Prove directly (by calculating the heat taken in and the heat expelled) that a Carnot engine using an ideal gas as the working substance has an efficiency of$\frac{1-t_c}{t_h}$

Carnot engine using an ideal gas as the working substance has the efficiency of $1-\frac{T_c}{T_h}$

The Carnot cycle begins with the isothermal expansion of 1 mol of gas, which changes its state from $(P_1,V_1,T_h)to(P_2,V_2,T_c)$.The heat absorbed $\left(Q_H\right)$by the gas from the source at constant temperature

$T_h$is given by:

$Q_h=W_1=R{T}_h{\log }_e\left(\frac{V_2}{V_1}\right)---\left(1\right)$

The Carnot cycle's second stage is the adiabatic expansion of 1 mol of gas taking its state from$\left(P_2,V_2,T_h\right)$to $\left(P_3,V_3,T_c\right)$The work done $\left(W_2\right)$by the gas is given by:

$W_2=\frac{R\left(T_h-T_c\right)}{\gamma -1}---\left(2\right)$

The Carnot cycle's third stage involves isothermal compression of 1 mol of gas taking its state from$\left(P_3,V_3,T_c\right)to\left(P_4,V_4,T_h\right)$by the gas to the sink at constant temperature $T_c$is given by

$Q_c=W_3=R{T}_c{\log }_e\left(\frac{V_3}{V_4}\right)---\left(3\right)$

The fourth stage of the Carnot cycle is adiabatic compression, which involves compressing 1 mol of gas to its original condition.
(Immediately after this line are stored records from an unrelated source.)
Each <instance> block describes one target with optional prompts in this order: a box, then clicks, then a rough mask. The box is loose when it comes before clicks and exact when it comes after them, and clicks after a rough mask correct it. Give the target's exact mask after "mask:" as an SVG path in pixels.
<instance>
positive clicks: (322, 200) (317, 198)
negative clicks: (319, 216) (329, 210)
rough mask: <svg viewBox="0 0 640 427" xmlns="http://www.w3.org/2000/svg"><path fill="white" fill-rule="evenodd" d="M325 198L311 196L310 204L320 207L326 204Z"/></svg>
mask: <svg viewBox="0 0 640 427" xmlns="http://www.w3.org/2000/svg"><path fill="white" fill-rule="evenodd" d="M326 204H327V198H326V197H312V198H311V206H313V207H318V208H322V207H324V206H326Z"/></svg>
$\left(P_4,V_4,T_c\right)$to $\left(P_1,V_1,T_h\right)$The work done $\left(W_4\right)$on the gas is given by:

$W_4=\frac{R\left[T_h-T_c\right]}{\gamma -1}---\left(4\right)$

The efficiency of Carnot engine is given by

$\begin{array}{r}\eta =\frac{\text{output work}}{\text{heat supplied}}\\ \eta =\frac{Q_h-Q_c}{Q_h}=1-\frac{Q_c}{Q_h}---\left(5\right)\end{array}$

Substitute (1) and (3) in (5)

$\eta =1-\frac{R{T}_c{\log }_e\left(\frac{V_3}{V_4}\right)}{R{T}_h{\log }_e\left(\frac{V_2}{V_1}\right)}---\left(6\right)$

For an adiabatic expansion:

$T{V}^{\gamma -1}=\text{Constant}$

In the second stage, for an adiabatic expansion:

$\begin{array}{r}{T}_h{V}_2^{\gamma -1}=T_c{V}_3^{\gamma -1}\\ \frac{T_c}{T_h}=\frac{V_2^{r-1}}{{V_3}^{r-1}}={\left(\frac{V_2}{V_3}\right)}^{r-1}\\ \left(\frac{V_2}{V_3}\right)={\left(\frac{T_c}{T_h}\right)}^{\frac{1}{r-1}}------\left(7\right)\end{array}$

In the fourth stage, for an adiabatic compression:

$\begin{array}{r}{T}_c{V}_4^{\gamma -1}=T_h{V}_1^{\gamma -1}\\ \frac{T_2}{T_1}=\frac{V_1^{\gamma -1}}{V_4^{\gamma -1}}={\left(\frac{V_1}{V_4}\right)}^{\gamma -1}\\ \left(\frac{V_1}{V_4}\right)={\left(\frac{T_c}{T_h}\right)}^{\frac{1}{\gamma -1}}---\left(8\right)\end{array}$

On comparing equation (7) and (8)

$\begin{array}{r}\frac{V_1}{V_4}=\frac{V_2}{V_3}\\ \Rightarrow \frac{V_3}{V_4}=\frac{V_2}{V_1}---\left(9\right)\end{array}$

Now (9) in (6)

$\eta =1-\frac{T_c}{T_h}$

Hence proved.